Looking back (and into now), it's impossible to tell whether my not reading body language and mishearing tone of voice came out of my sensory experiences, but I suspect this. Even now, I find my ability to connect with others fluctuates with the degree of sensory cohesion I experience. 

What I mean is, that I can be more socially present when I am less overwhelmed: when I'm in a quiet environment, when I'm in comfortable clothing, when my body functions aren't nagging on my attention (or out of conscious awareness but still painful or problematic); when I've eaten well, exercised recently or had sex, which can be highly integrating if it's good, when I've felt not taxed.

But here's the thing -- I learned really early on, I think, that all of these experiences and needs are unusual. Even though no one explicitly gave me the message that it was wrong to feel those things, I instinctively began to hide (and suffer), rather than be a burden or focus of attention. 

It was either a blessing, a curse, or both, that I could basically straightjacket my behavior into Compliant Well-Behaved Girl and still perform well at school enough to not really ever touch special education (I was not sent to gifted program though because of some social/emotional reason, however).

I spoke recently with a staff member at the Aspergers Association of New England about the profile of girls coming to their services, and for the most part, the Compliant Well-Behaved girls are still flying under the radar and being missed, until probably adolescence when they may have an eating disorder, or self-injure, or have other difficulties that lead them to be identified (or not even then; I was self-injuring, but I remained under the labels of anxiety and depression until 2009). 
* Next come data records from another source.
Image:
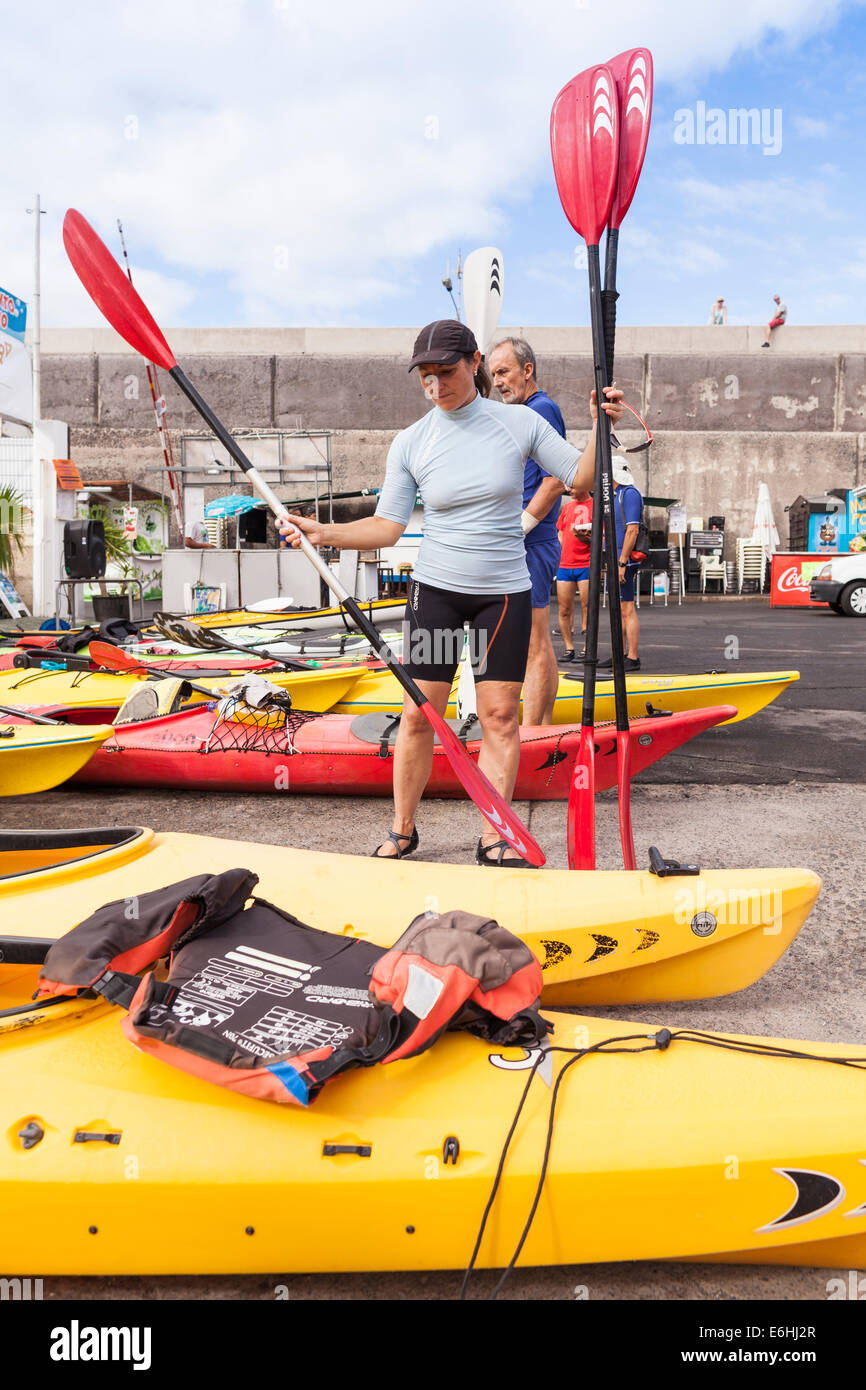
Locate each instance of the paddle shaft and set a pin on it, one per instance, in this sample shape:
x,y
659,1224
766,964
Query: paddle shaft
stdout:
x,y
609,296
603,459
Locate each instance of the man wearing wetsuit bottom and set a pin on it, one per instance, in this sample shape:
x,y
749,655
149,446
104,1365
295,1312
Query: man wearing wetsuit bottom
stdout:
x,y
512,364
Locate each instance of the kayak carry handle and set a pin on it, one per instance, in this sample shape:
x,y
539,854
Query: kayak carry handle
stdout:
x,y
669,868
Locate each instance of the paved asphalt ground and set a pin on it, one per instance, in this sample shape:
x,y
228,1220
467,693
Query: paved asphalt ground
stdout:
x,y
781,788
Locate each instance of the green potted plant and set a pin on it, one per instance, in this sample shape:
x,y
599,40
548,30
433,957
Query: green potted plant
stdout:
x,y
11,527
109,603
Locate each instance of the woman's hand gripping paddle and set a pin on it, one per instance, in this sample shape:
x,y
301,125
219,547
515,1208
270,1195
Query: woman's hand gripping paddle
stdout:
x,y
584,143
125,310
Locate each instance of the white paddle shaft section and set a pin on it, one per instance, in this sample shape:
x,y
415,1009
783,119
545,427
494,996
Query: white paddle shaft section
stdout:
x,y
267,494
483,288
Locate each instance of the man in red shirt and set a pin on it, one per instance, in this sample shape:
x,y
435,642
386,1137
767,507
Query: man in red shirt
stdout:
x,y
574,524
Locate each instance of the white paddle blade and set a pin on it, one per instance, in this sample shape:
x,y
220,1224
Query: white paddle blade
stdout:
x,y
483,287
466,685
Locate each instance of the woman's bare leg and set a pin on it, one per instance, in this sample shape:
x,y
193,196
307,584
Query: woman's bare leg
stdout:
x,y
413,759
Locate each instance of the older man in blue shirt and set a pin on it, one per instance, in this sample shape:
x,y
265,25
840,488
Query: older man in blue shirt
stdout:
x,y
512,364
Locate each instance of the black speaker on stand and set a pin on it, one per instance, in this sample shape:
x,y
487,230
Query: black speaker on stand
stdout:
x,y
253,527
84,549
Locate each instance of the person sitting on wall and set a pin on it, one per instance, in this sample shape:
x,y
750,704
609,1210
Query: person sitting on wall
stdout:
x,y
777,320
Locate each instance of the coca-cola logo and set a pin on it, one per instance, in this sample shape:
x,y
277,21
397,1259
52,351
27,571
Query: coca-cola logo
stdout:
x,y
791,578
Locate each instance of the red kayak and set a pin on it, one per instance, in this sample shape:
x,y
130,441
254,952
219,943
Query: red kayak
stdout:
x,y
353,755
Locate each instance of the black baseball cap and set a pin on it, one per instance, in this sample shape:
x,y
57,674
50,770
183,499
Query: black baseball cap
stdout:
x,y
445,342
Just because I was Compliant Well-Behaved Girl, I experienced an intense world. I relate highly and strongly to autistic writers on all parts of the spectrum who talk about their sensory experiences. Some people unacquainted with autistic adults might comment that I'm nothing like the autistics/their autistic child who can't speak, or control their bowel movements, or rock and cover their ears in public spaces... The internet goddesses know how many autistic adults have had to endure battle after battle over how "We Are Like Your Child" and this post may very well draw that kind of battle (and my intense world will cower at it all, which is why I've rarely posted here as the fire got hotter).

But I do relate to autistic writing, especially of a sensory nature, and my strong instinct is that it's all a matter of degree. While on the outside my straightjacketed compliant self seems worlds away from dominant "autism as pity/tragedy" ideas, I firmly believe that if you took my brain and turned the volume even further up, my ways of coping would look very different.